Weil’s word for this kind of suffering is “renunciation”: “The beautiful is a carnal attraction which keeps us at a distance and implies a renunciation. This includes the renunciation of that which is most deep-seated, the imagination” (Gravity and Grace 149). By “imagination,” Weil means our flattering self-images, our dreams of wealth and status. We must hollow ourselves out for the text to inhabit us; and once the text inhabits us, a hollowing inevitably commences. At first, the process is passive. The eyes take in a line, a page, a book, quickly and with ease, and the immediate, pre-reflective enticements weaken our egotistical resistances. Yet it is also possible for us to participate in our renunciation. Insofar as we read consciously, with attention and control, we assent to the text’s aesthetic regimen. Interpretation, analysis, savoring, intensifies and prolongs our experience of beauty. And if intensified and prolonged enough, beauty deepens from an acute to a chronic form of suffering. We shut and shelve Paradise Lost or Emma or Citizen, yet find it follows us through waking life, dogged as any pathology.

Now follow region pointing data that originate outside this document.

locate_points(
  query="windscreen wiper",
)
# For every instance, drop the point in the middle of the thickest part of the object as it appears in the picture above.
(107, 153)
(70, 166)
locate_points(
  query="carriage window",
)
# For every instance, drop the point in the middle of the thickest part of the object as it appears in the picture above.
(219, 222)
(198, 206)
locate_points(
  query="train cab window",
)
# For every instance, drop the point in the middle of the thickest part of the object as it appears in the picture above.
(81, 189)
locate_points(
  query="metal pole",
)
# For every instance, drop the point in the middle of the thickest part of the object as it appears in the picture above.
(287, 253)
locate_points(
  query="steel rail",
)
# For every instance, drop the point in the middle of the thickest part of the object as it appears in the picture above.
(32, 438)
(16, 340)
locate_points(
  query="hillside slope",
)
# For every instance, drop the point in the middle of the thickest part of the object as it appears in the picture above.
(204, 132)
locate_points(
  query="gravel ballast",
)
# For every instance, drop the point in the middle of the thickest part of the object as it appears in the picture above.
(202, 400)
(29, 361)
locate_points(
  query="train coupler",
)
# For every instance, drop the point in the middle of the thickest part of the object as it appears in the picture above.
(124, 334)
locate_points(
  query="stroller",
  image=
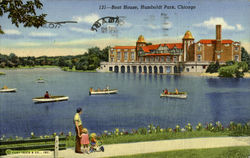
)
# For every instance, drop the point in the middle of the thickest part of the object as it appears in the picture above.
(95, 146)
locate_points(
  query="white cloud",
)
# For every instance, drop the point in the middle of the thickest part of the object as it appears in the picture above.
(154, 27)
(91, 18)
(126, 24)
(214, 21)
(167, 25)
(42, 34)
(12, 32)
(76, 29)
(239, 27)
(102, 42)
(43, 51)
(27, 44)
(246, 45)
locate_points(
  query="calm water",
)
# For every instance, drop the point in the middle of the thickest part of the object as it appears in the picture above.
(136, 105)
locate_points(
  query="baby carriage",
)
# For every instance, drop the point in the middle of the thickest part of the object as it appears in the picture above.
(95, 146)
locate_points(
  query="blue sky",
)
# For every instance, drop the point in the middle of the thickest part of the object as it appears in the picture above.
(72, 39)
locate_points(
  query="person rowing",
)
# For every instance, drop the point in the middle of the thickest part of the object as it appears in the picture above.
(176, 91)
(46, 95)
(166, 91)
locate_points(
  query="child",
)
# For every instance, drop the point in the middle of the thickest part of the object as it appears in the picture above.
(94, 144)
(85, 140)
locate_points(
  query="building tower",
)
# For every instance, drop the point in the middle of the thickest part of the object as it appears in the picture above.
(187, 41)
(140, 43)
(218, 43)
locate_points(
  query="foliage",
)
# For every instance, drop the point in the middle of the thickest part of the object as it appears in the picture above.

The body must change permanently to receive the text. And the text, upon a deep, attentive reception, changes the body forever. What we end up with is something similar to virtue ethics, but also very different. For virtue ethicists, the text functions like a piece of training equipment: by reading Henry James’s The Golden Bowl, we cultivate the virtue of empathy, and empathy is distinct from The Golden Bowl such that another text with comparable affordances could cultivate it just as well.[3] But training equipment does not weld itself into the body. It does not follow us home from the gym. A poem, an essay, a novel, does. It’s the text itself we cultivate and strengthen, the text itself that furnishes political and moral life. Taking Clune and Weil as my mentors, I would not read The Golden to cultivate empathy or, God forbid, critical thinking. I would read The Golden Bowl because it violates the encrustations of routine and extends consciousness into an apparatus of language which can sense things that would be invisible without it.

I cannot say what, exactly, I obtain from the text’s exalted vantage. If I could, the text would not be necessary. And what I obtain is not an isolated scrap of knowledge, a new star appended to the constellation of my worldview. Instead, I put the book down to find that the entire constellation itself has shifted: a new order, a new configuration, has settled around what I already know. Rearrange the furniture, and it looks like an entirely different room; rearrange the facts, values, beliefs, associations, and it looks like an entirely different existence. There are texts so interwoven through my past that they could not depart from memory without taking memory itself along. There are texts so embedded in my life that I’m not entirely sure I could remember how to walk without them.


Notes

[1] Michael Clune, A Defense of Judgment (Chicago: University of Chicago Press, 2021), 67-70.

[2] Simone Weil, Gravity and Grace, trans. Emma Crawford and Mario von her Ruhr (New York: Routledge, 2002), 141.

[3] See Martha Nussbaum, “James’s The Golden Bowl: Literature as Moral Philosophy” in Love’s Knowledge: Essays on Philosophy and Literature (Oxford: Oxford University Press, 1990), 125-147.